Poushali Das, Int PBS, Assignment

Oogenesis In Zebrafish
Oogenesis is a dynamic process where the oocyte undergoes different stages of development.
Depending on the pattern of development of the oocyte, ovary and the oogenesis itself can be
classified into three different types :

synchronic oogenesis : here all the oocytes develop at the same time, ovulation also being
simultaneous.
synchronous oogenesis : it consists of at least two populations of the oocytes at different
developmental stages.
asynchronic oogenesis : different development stages of the oocyte maturation and
ovulation in groups may be found within the ovaries.

The oogenesis in Zebrafish is found to be asynchronic.

Stages Of Oogenesis : The structure of the ovary of zebrafish when investigated by using the
histological, histomorphological, histochemical and transmission electron microscopy methods after
the application of different fixatives and stains at both light and electron microcopy level, show four
morphological stages of oocyte development.

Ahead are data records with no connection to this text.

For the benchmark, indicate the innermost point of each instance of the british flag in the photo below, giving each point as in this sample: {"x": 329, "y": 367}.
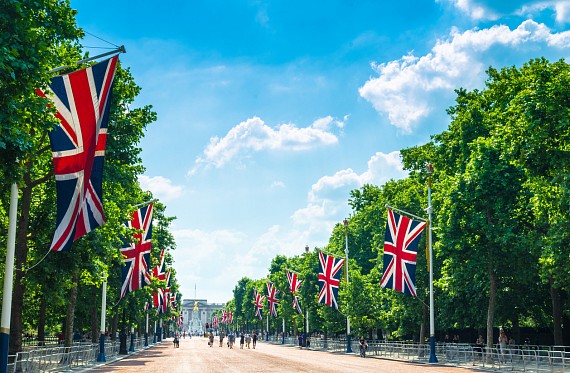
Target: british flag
{"x": 82, "y": 100}
{"x": 400, "y": 252}
{"x": 329, "y": 279}
{"x": 136, "y": 254}
{"x": 158, "y": 272}
{"x": 294, "y": 285}
{"x": 272, "y": 298}
{"x": 258, "y": 299}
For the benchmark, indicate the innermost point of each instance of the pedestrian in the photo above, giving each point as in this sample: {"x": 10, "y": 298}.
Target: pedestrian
{"x": 176, "y": 341}
{"x": 247, "y": 340}
{"x": 231, "y": 340}
{"x": 503, "y": 340}
{"x": 363, "y": 346}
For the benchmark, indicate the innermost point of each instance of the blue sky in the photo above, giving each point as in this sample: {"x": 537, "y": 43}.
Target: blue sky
{"x": 270, "y": 112}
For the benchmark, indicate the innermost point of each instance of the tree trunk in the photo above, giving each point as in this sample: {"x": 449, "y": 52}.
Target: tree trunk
{"x": 42, "y": 321}
{"x": 20, "y": 258}
{"x": 556, "y": 313}
{"x": 491, "y": 309}
{"x": 424, "y": 323}
{"x": 71, "y": 311}
{"x": 95, "y": 324}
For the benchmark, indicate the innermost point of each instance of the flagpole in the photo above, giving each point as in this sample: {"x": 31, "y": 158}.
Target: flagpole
{"x": 348, "y": 344}
{"x": 8, "y": 280}
{"x": 120, "y": 49}
{"x": 101, "y": 356}
{"x": 405, "y": 212}
{"x": 145, "y": 203}
{"x": 146, "y": 331}
{"x": 432, "y": 356}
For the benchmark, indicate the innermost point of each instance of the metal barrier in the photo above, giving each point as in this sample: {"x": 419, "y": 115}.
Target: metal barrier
{"x": 555, "y": 359}
{"x": 57, "y": 358}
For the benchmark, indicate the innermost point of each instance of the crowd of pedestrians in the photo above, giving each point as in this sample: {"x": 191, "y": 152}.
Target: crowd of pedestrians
{"x": 245, "y": 339}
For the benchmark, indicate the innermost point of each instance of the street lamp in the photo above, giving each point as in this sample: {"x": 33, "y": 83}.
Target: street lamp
{"x": 101, "y": 356}
{"x": 306, "y": 305}
{"x": 432, "y": 357}
{"x": 348, "y": 344}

1) Primary growth stage : In the first growth phase, multiple nucleoli are observed in the nucleus of
the oocyte. The oocyte diameters vary between 0.08- 0.16 mm during the first growth phase of the
oogenesis. There is a direct relationship between the oocyte growth phase in the oogenesis and the
volume of the ovary or oocytes. The layers (zona radiata) around the follicle are neither thick nor
completely present in the growth phase.

2)Cortical alvelolus stage : here, the granular structures in the ooplasm increase in number.As the
oocytes grow, the cortical alveoli proliferate and follicle increases in the size.The oocyte becomes
opaque in the area that surrounded the nucleus. This stage has oocytes with diameters of 0.16- 0.28
mm. During this stage the nucleus enlarges, and the nucleoli are pushed from the nuclear envelope.
In this phase the vitelline envelope (zona radiata) begin to form and the follicle epithelium becomes
thicker. Invaginations of the nucleus membrane are infrequently accompanied to the irregular
structure of the nucleus.

3)Vitellogenic stage (Vitellogenesis) : In this stage the vitelline membrane begin to develop. The
oocyte size increases. Vitellogenesis or the development of the vitelline envelope occurs in follicles
with diameters ranging between 0.28-0.74 mm. There is the appearance of round , cortical vesicles
in the periphery of the cytoplasm. The number and size of the yolk vesicle increase. Lipids and
protein granules accumulate. The granular structures that appeared in the cortical alveolar phase
are now larger and the nucleus was irregular in the shape.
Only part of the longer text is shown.